I was talking to a friend the other day about workplace training and other BS like ‘stocks will go to the moon and beyond’. Her job specifically is a credit analyst for mortgages. She tells me their latest one was huddling everyone into a room and explaining via maps how the housing market is overpriced in the same exact places as in 2007 before the recession. Everyone was rather stunned and confused. Most of the room was like “I thought they fixed all this?”
The condensed version is again, a massive housing bubble that no one wants to talk about or bring up because everything is working as it should for now and banks are making tons of money with people buying and refinancing. They were told that they’re expecting at some point soon for another 2007-2008 housing related crash to come, but can’t pinpoint a time or month. For now however, they’re working on making stricter income and credit rating requirements for individuals wanting to buy.

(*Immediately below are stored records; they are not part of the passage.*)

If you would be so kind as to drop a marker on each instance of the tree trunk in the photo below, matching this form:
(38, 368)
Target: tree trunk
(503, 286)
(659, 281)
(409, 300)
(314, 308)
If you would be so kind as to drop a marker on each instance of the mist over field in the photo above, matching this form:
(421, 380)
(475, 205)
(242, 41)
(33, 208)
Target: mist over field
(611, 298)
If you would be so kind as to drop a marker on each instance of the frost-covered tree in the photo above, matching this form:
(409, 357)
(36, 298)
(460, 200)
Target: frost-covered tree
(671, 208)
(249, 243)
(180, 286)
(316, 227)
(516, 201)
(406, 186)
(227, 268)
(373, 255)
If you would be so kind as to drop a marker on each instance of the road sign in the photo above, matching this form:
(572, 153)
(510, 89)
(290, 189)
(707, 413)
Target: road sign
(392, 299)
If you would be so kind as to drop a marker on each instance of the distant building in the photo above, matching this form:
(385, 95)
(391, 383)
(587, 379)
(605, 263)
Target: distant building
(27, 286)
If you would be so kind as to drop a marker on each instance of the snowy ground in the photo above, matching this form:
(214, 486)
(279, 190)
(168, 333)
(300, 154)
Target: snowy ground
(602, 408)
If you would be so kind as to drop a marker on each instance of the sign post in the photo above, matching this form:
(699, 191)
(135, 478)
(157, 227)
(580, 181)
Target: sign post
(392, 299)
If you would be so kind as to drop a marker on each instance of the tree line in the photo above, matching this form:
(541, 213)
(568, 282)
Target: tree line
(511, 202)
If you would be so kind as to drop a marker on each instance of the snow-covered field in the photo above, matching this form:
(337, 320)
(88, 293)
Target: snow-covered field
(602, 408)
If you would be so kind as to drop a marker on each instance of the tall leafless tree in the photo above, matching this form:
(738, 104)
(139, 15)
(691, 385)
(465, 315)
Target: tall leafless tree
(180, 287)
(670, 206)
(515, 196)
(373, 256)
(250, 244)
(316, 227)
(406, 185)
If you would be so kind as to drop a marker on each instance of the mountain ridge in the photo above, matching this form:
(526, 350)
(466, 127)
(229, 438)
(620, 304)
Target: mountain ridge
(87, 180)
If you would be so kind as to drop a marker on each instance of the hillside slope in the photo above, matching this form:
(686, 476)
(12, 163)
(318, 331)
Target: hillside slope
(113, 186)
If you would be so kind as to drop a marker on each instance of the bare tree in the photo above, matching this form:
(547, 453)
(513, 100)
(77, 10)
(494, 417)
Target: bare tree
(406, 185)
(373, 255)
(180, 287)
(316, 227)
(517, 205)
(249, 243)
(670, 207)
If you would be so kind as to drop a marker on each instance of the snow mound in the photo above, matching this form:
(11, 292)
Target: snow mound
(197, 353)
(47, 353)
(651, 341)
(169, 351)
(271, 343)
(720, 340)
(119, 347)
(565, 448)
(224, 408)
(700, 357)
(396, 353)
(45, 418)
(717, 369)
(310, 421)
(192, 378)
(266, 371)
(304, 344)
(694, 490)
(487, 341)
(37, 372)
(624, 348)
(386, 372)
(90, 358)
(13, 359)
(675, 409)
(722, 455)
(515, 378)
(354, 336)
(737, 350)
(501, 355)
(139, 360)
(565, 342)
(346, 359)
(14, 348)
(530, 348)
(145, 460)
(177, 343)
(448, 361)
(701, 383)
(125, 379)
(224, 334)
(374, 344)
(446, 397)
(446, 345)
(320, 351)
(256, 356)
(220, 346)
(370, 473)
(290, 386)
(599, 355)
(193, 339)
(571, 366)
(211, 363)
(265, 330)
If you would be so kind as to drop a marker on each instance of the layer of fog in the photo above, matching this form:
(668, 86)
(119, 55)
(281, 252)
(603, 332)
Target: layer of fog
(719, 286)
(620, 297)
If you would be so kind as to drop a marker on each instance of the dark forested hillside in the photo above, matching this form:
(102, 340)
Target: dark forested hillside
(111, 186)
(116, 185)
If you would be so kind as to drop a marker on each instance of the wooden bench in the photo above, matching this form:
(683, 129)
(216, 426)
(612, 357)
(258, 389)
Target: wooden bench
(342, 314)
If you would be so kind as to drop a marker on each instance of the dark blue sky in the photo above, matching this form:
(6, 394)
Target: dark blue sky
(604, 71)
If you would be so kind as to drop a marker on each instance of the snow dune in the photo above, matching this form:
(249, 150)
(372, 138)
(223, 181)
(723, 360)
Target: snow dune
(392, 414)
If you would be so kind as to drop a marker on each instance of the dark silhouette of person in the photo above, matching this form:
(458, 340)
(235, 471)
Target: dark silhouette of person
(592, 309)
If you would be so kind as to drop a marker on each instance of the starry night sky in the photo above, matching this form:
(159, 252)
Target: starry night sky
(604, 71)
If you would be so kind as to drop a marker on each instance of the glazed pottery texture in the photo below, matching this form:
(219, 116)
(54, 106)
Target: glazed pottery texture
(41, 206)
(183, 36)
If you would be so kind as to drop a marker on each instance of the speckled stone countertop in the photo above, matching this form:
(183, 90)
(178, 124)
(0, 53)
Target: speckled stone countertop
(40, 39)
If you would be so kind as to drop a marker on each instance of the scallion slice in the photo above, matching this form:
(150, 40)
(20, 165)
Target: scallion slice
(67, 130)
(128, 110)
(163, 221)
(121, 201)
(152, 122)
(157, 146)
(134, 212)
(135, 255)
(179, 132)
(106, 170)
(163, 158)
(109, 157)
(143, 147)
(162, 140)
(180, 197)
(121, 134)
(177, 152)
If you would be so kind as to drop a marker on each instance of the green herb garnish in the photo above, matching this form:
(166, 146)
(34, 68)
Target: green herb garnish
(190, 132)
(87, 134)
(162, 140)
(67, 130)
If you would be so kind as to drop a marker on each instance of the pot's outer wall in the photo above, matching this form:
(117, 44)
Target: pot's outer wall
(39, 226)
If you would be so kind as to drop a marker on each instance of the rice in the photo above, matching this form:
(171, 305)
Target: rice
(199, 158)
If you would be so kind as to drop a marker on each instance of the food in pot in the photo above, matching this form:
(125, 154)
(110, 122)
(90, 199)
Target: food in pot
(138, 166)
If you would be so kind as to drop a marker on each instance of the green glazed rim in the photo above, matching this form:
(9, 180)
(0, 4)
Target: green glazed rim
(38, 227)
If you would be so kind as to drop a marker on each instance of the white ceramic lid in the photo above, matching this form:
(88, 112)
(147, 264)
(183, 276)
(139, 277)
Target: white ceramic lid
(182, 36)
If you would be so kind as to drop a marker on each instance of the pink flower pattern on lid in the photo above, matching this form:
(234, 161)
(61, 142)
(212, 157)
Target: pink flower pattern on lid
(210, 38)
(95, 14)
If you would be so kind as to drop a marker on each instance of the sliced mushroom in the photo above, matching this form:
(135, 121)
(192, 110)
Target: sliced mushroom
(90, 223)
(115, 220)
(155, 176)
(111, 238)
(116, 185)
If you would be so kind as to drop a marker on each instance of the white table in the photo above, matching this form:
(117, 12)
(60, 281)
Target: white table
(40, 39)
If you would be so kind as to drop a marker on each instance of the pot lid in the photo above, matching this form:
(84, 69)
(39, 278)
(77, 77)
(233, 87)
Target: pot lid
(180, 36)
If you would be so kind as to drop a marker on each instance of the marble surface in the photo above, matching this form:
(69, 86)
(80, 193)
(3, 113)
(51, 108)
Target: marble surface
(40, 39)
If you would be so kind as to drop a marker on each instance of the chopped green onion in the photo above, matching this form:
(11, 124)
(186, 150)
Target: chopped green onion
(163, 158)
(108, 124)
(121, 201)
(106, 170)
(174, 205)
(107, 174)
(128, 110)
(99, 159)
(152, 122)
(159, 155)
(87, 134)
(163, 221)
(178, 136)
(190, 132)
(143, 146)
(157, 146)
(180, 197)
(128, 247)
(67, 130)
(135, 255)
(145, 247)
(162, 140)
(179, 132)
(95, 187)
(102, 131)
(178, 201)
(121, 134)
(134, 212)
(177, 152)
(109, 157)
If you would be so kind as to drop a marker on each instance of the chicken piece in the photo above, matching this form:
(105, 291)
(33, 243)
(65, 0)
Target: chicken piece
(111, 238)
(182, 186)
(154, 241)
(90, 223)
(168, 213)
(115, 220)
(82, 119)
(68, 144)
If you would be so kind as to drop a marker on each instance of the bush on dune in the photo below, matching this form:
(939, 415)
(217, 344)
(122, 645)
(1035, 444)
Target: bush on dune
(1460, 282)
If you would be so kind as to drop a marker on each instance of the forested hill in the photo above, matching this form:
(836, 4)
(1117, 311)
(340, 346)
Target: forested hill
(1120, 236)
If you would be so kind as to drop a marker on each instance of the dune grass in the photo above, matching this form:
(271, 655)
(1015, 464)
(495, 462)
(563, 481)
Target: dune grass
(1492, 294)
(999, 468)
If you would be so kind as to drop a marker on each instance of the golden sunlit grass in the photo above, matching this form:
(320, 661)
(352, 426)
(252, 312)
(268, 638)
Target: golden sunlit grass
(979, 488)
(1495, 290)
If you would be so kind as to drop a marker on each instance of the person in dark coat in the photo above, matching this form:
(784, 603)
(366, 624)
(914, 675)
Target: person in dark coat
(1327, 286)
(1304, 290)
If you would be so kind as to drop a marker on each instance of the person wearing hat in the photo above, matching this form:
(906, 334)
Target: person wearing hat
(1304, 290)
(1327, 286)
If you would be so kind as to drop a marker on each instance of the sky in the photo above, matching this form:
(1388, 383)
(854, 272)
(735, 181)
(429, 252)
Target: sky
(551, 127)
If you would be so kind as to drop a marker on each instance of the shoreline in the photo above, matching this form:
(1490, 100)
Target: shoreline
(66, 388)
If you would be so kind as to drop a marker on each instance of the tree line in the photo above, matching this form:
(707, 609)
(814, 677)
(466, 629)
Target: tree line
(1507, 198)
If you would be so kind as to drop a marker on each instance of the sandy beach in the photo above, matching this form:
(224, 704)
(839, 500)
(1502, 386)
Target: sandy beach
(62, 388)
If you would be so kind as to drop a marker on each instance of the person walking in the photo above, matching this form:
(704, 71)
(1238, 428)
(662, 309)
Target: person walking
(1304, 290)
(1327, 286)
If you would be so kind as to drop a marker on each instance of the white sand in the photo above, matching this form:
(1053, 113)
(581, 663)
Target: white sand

Overall, they were just made aware that many of the mortgages they’re being asked to finance/refinance are well overvalued. A lot of the residential properties are already coming back appraised much lower than the asking prices and people are having to take out. They still scan people’s finances heavily and a lot more than in 2007/2008, but not as much as you’d think. Most people still get approved. The kicker is that there are just more buyers than in pre-2007 times… thus the amount of debt is still about the same, or larger in total across the entire market.
They were also made aware that there will be an influx of people wanting to refinance as people will slowly begin to not be able to pay their current mortgages. She says about 50% of the homeowners she works with are irate the can’t get approved, then go bitching about it, but eventually get it pushed through by someone. Same deal with refinancing. Banks would rather have someone continue paying at a lower rate, but still continue to pay, rather than just default.
Essentially it’s the same deal as in 2007. Maybe to a lesser extent, but no one really knows. What is known however is that at some point in the near future, prices will burst and people will be paying for a $200k mortgage on a $100k house as an example.
This trickles down to the stock market the same way as in 2008. Not to mention stocks in general are at all time highs, so the impact will be worse. Essentially all they did in the housing sector is kick the can down the road. Same deal with stocks as everything’s interwoven.